La del republicano es una revolución personalista, no institucional, que se produce con una hiperactividad abrumadora, con una expansión inédita de la interpretación del poder ejecutivo y un motor también sin parangón de venganza personal.
A diferencia de Roosevelt, Trump actúa sin el Congreso y de hecho está usurpando sin resistencia de los republicanos muchos de los poderes que corresponden al legislativo. Hasta ahora ha demolido y restado más que creado y sumado, ya sea programas, agencias o puestos de trabajo públicos, con ayuda de Elon Musk, o derechos y normas en un asalto al sistema constitucionaltambién sin precedentes. Y a golpe de orden ejecutiva (van 139, frente a solo cinco piezas de legislación firmadas) sacude los cimientos del sistema estadounidense y también del global.
En las últimas semanas, han empezado a aflorar caos e incompetencia que ponen en duda que sus cambios vayan a poder asentarse. Varias encuestas de los últimos días confirman que, con sus excesos y extralimitaciones, está haciendo que se debilite su apoyo entre los ciudadanos y ve erosionarse la aprobación incluso en lo que habían sido dos de sus pilares, inmigración y economía, e incluso entre republicanos.
Pero Trump ya ha asestado profundos golpes de efectos duraderos y trascendentales. Eso incluye arrollar los famosos ‘checks and balances’, el sistema de controles y equilibrios del que en 2017 se quejaba como “muy duro, arcaico y realmente malo para el país”. Incluye un brutal asalto al Estado de derecho y mazazos a la imagen de EEUU como un país creíble, estable y seguro, ya sea para los derechos, para la economía o para las alianzas internacionales.
Inmigración, expulsiones y disenso
Su gestión de la frontera, donde sí ha logrado reducir los cruces ilegales a mínimos históricos, aún le mantiene a flote en los sondeos. Sin embargo, ha desaprovechado el respaldo que tenía su promesa de realizar una masiva operación de deportación, una meta que aún está lejos de cumplir, pese a lo que se esfuerza en transmitir su propaganda.

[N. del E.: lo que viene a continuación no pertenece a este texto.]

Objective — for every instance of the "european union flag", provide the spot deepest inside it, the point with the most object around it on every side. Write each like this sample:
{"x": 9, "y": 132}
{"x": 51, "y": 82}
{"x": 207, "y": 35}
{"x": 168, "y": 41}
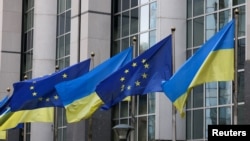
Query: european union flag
{"x": 142, "y": 75}
{"x": 40, "y": 92}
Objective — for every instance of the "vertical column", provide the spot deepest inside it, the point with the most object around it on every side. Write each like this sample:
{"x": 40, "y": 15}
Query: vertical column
{"x": 44, "y": 53}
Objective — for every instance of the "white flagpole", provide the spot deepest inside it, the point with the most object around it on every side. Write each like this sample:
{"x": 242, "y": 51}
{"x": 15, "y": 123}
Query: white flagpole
{"x": 235, "y": 92}
{"x": 173, "y": 69}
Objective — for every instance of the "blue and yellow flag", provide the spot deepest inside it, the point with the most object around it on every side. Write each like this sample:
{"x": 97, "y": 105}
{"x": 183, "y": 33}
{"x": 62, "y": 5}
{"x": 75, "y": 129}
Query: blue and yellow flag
{"x": 78, "y": 95}
{"x": 214, "y": 61}
{"x": 142, "y": 75}
{"x": 40, "y": 92}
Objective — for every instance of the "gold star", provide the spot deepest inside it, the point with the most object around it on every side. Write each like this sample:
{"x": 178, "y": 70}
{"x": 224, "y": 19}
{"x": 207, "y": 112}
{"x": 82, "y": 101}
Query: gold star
{"x": 137, "y": 83}
{"x": 134, "y": 64}
{"x": 122, "y": 79}
{"x": 34, "y": 94}
{"x": 32, "y": 87}
{"x": 146, "y": 66}
{"x": 126, "y": 71}
{"x": 65, "y": 75}
{"x": 143, "y": 61}
{"x": 144, "y": 75}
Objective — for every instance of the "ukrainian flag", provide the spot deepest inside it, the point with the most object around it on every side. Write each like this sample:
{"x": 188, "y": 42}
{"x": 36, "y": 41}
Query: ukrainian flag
{"x": 214, "y": 61}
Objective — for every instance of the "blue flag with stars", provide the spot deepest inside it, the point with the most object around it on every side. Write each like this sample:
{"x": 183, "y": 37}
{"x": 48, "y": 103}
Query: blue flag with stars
{"x": 40, "y": 92}
{"x": 142, "y": 75}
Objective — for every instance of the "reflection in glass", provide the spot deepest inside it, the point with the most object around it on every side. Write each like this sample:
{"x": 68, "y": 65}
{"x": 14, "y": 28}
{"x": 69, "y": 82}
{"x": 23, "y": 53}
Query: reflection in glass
{"x": 151, "y": 103}
{"x": 144, "y": 15}
{"x": 198, "y": 124}
{"x": 153, "y": 10}
{"x": 134, "y": 21}
{"x": 211, "y": 5}
{"x": 189, "y": 8}
{"x": 143, "y": 104}
{"x": 225, "y": 93}
{"x": 241, "y": 53}
{"x": 198, "y": 7}
{"x": 189, "y": 33}
{"x": 242, "y": 21}
{"x": 211, "y": 94}
{"x": 144, "y": 45}
{"x": 225, "y": 115}
{"x": 142, "y": 128}
{"x": 125, "y": 43}
{"x": 224, "y": 18}
{"x": 198, "y": 31}
{"x": 241, "y": 86}
{"x": 189, "y": 123}
{"x": 224, "y": 4}
{"x": 211, "y": 118}
{"x": 152, "y": 38}
{"x": 198, "y": 96}
{"x": 125, "y": 23}
{"x": 211, "y": 25}
{"x": 151, "y": 128}
{"x": 124, "y": 106}
{"x": 117, "y": 26}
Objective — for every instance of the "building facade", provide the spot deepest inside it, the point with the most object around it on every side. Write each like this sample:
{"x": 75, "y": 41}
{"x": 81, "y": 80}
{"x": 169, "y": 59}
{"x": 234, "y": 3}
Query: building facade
{"x": 39, "y": 36}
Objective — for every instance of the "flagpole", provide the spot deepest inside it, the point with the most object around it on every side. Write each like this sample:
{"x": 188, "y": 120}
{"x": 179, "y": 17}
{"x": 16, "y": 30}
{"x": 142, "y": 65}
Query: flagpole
{"x": 133, "y": 97}
{"x": 55, "y": 127}
{"x": 90, "y": 119}
{"x": 173, "y": 70}
{"x": 235, "y": 92}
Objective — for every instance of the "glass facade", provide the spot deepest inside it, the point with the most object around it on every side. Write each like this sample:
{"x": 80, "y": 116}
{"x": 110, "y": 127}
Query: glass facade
{"x": 212, "y": 103}
{"x": 27, "y": 51}
{"x": 62, "y": 58}
{"x": 135, "y": 18}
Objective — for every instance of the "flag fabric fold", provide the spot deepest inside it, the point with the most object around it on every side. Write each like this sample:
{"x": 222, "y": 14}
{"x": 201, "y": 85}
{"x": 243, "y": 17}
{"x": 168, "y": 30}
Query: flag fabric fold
{"x": 78, "y": 95}
{"x": 40, "y": 92}
{"x": 142, "y": 75}
{"x": 214, "y": 61}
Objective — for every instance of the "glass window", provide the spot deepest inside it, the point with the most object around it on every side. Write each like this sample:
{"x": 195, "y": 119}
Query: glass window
{"x": 117, "y": 26}
{"x": 198, "y": 124}
{"x": 224, "y": 18}
{"x": 134, "y": 21}
{"x": 144, "y": 16}
{"x": 151, "y": 128}
{"x": 153, "y": 10}
{"x": 125, "y": 23}
{"x": 189, "y": 33}
{"x": 211, "y": 94}
{"x": 198, "y": 7}
{"x": 225, "y": 93}
{"x": 198, "y": 96}
{"x": 241, "y": 53}
{"x": 224, "y": 4}
{"x": 144, "y": 42}
{"x": 142, "y": 128}
{"x": 237, "y": 2}
{"x": 211, "y": 5}
{"x": 142, "y": 104}
{"x": 189, "y": 8}
{"x": 225, "y": 115}
{"x": 151, "y": 103}
{"x": 211, "y": 25}
{"x": 125, "y": 4}
{"x": 211, "y": 118}
{"x": 198, "y": 31}
{"x": 241, "y": 86}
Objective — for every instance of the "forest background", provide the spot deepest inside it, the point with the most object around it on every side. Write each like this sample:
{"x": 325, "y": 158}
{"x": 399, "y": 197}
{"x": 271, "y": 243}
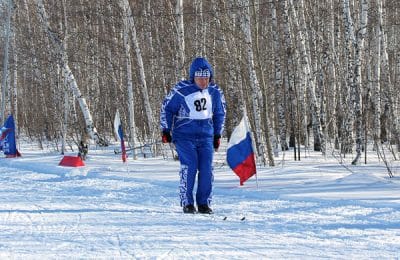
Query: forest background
{"x": 306, "y": 72}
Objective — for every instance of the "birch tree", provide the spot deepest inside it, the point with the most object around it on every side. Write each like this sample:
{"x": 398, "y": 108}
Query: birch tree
{"x": 279, "y": 87}
{"x": 256, "y": 92}
{"x": 127, "y": 48}
{"x": 143, "y": 88}
{"x": 71, "y": 82}
{"x": 181, "y": 38}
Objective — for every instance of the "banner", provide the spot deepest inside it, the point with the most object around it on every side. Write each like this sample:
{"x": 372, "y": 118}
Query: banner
{"x": 240, "y": 154}
{"x": 120, "y": 134}
{"x": 7, "y": 138}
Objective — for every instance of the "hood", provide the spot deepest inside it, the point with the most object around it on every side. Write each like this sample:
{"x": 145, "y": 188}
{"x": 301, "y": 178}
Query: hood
{"x": 199, "y": 63}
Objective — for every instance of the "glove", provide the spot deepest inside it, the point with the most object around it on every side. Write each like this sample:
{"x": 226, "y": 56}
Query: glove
{"x": 166, "y": 137}
{"x": 217, "y": 141}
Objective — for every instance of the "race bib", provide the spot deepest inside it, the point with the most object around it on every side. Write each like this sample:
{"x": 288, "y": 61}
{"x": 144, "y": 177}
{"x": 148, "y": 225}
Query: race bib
{"x": 200, "y": 105}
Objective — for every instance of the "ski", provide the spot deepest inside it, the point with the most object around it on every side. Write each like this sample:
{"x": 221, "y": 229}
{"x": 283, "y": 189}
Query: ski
{"x": 243, "y": 218}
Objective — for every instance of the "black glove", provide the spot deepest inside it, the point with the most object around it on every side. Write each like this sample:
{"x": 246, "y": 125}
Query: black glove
{"x": 166, "y": 137}
{"x": 217, "y": 141}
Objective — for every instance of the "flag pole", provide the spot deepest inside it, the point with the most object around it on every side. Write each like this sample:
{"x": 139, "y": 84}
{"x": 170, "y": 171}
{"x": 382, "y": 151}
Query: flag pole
{"x": 252, "y": 144}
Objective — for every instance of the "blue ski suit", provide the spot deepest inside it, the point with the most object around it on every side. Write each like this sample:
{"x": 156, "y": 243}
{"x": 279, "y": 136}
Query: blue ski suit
{"x": 194, "y": 116}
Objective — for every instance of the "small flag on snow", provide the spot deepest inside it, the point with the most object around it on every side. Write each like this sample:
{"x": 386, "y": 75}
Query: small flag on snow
{"x": 240, "y": 154}
{"x": 120, "y": 134}
{"x": 7, "y": 138}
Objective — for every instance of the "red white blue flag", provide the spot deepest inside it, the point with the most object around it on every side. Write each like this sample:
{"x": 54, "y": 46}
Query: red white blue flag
{"x": 240, "y": 153}
{"x": 120, "y": 134}
{"x": 7, "y": 138}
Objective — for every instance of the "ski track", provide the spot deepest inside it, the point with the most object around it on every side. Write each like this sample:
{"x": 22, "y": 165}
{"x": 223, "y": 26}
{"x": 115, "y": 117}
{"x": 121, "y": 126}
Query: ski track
{"x": 110, "y": 210}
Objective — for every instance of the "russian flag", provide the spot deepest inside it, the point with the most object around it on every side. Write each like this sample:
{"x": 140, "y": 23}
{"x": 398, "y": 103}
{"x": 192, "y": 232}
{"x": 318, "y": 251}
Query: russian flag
{"x": 240, "y": 154}
{"x": 8, "y": 138}
{"x": 120, "y": 134}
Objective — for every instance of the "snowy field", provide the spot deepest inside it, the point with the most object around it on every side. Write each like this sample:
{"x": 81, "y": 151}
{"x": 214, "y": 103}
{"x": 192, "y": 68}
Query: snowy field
{"x": 312, "y": 209}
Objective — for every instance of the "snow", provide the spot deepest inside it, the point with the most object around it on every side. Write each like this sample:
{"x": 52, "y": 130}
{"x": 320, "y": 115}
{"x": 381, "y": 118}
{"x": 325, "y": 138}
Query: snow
{"x": 314, "y": 208}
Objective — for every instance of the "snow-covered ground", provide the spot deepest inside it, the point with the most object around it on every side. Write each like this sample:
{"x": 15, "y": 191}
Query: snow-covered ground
{"x": 312, "y": 209}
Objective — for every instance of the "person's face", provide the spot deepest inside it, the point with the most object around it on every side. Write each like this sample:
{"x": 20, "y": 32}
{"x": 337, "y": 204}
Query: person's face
{"x": 202, "y": 82}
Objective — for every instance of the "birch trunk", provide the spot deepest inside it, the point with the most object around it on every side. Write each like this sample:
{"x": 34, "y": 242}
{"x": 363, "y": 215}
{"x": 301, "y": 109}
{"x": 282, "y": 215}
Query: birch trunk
{"x": 390, "y": 113}
{"x": 309, "y": 82}
{"x": 256, "y": 92}
{"x": 127, "y": 48}
{"x": 5, "y": 63}
{"x": 143, "y": 88}
{"x": 279, "y": 87}
{"x": 181, "y": 39}
{"x": 359, "y": 47}
{"x": 71, "y": 82}
{"x": 347, "y": 90}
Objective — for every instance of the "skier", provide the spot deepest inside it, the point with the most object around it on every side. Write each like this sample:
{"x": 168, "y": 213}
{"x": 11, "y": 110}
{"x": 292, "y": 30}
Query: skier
{"x": 192, "y": 117}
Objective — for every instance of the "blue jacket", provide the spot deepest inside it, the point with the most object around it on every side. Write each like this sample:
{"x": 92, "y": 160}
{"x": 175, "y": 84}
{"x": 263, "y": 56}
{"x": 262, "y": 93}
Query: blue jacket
{"x": 192, "y": 113}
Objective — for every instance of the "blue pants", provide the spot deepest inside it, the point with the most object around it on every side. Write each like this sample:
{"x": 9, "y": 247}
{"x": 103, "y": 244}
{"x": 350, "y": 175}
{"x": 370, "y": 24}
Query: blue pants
{"x": 195, "y": 155}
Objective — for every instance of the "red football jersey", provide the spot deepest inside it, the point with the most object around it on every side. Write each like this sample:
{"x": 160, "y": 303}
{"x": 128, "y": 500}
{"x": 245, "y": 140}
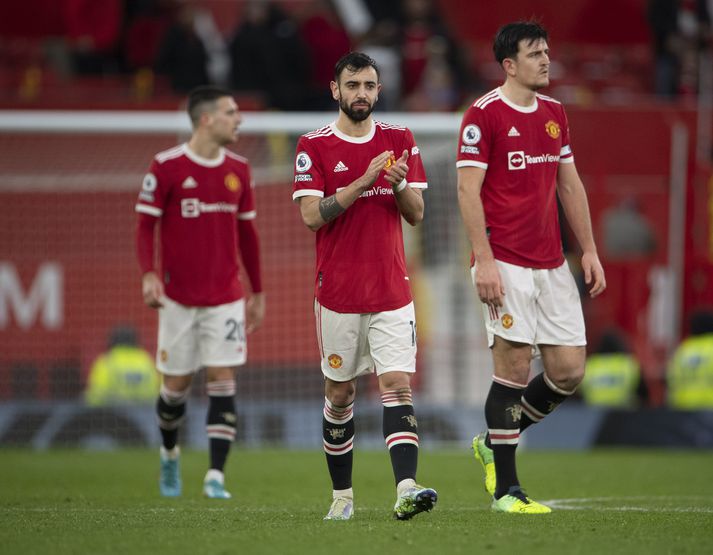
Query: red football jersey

El caso de Kilmar Abrego García ha alimentado el rechazo de una aplastante mayoría al envío de migrantes a El Salvador con expulsiones ilegales en las que no se respeta el debido proceso. Además, ese caso está en el centro de un desafío de la Administración de Trump a una orden del Tribunal Supremo, un reto a la rama judicial que él se empeña en negar pero es real y que, junto a otros pulsos a tribunales, donde en 100 días sus acciones han acumulado 209 demandas, tiene disparadas todas las alertas sobre una crisis constitucional y genera rechazo mayoritario entre los estadounidenses.
Para Trump no hay límites aparentes en esa expansión de autoridad de legalidad más que dudosa. Al recibir hace un par de semanas a Nayib Bukele en la Casa Blanca, las cámaras le pillaron diciendo al presidente salvadoreño que necesitará crear más cárceles como el polémico Centro de Internamiento de Terrorismo donde acaban los migrantes expulsados de EEUU porque su intención es enviar también al exterior a criminales “locales”, ciudadanos estadounidenses. Y aunque luego el presidente ha estado tratando de rebajar la gravedad de sus afirmaciones asegurando que de momento están estudiando si la ley se lo permite, la jurisprudencia hasta ahora no ha sido freno para él.
Se la ha saltado, por ejemplo, en las detenciones de personas que simplemente han ejercitado libertad de expresión para protestar, de momento contra Israel, aunque las advertencias ya están lanzadas contra ideas “antiamericanas” que pongan en peligro la seguridad nacional o la política exterior o que no concuerden con “la agenda del presidente”, la misma idea con la que se purga a funcionarios. Y ha dejado arrestos como los de los universitarios Mahmoud Khalil o Rumeysa Ozturk con escalofriantes detenciones por agentes no identificados capturadas en vídeo que desatan fantasmas de regímenes autoritarios y dictaduras. Casi un tercio de los estadounidenses, y hasta el 40% de republicanos según una encuesta de ‘The New York Times’ y Siena College, creen que Trump no debería poder deportar a personas que están legalmente en EEUU.
El enfrentamiento sobre la libertad de expresión, combinado con la cruzada en guerras culturales y contra programas de diversidad racial e igualdad de género, late también en el enfrentamiento de Trump con universidades y empresas. Y aunque muchos campus y corporaciones se han plegado a la presión, la veda de la resistencia se ha abierto cuando Harvard ha decidido plantar cara.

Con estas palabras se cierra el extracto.